Many unique laws apply to employment law situations. The following is a list of the most common types of employment-related lawsuits and laws:


The law that governs employment in the United States is divided into two main parts: civil rights law and labor law. Civil rights laws protect employees from discrimination, harassment, and other unfair practices. Labor laws protect employment law from unfair labor practices by employees (or unionized workers).

Civil Rights Laws

The Civil Rights Act of 1964 prohibits discrimination based on race, color, religion, and national origin among other factors.[1] This includes race-based hiring practices as well as gender discrimination if it occurs between men or women at work.[2] The Equal employment law Opportunity Commission (EEOC) enforces these laws through its investigations department which has offices all over the country.[3]

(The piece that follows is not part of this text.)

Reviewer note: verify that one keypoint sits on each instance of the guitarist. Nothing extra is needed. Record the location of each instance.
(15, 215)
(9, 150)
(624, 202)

The following is a list of the most common types of employment-related lawsuits and laws.

The following is a list of the most common types of employment-related lawsuits and laws.

ADA: Americans with Disabilities Act

ADEA: Age Discrimination in employment law

FMLA: Family and Medical Leave Act

IRCA (Employment Rights Center): Uniformed Services Employment and Reemployment Rights Act (USERRA) FLSA: Fair Labor Standards Act NLRA

Age Discrimination in employment law (ADEA)

The ADEA is a federal law that protects employees aged 40 and older against age discrimination in employment law. It applies to employers with 20 or more employees or 10 or more employees in the case of state and local government employers.

ADEA prohibits any employer from discriminating against an individual for reasons such as:

  • age;
  • sex;
  • disability;
  • religion;
  • marital status (single, married/domestic partnership);
  • national origin/ancestry;
  • color, race, or ancestry (to include Native Americans).

Americans with Disabilities Act (ADA)

The Americans with Disabilities Act (ADA) is a federal law that prohibits discrimination against people with disabilities. The ADA covers employers, private and public sector businesses, state and local governments, and colleges/universities.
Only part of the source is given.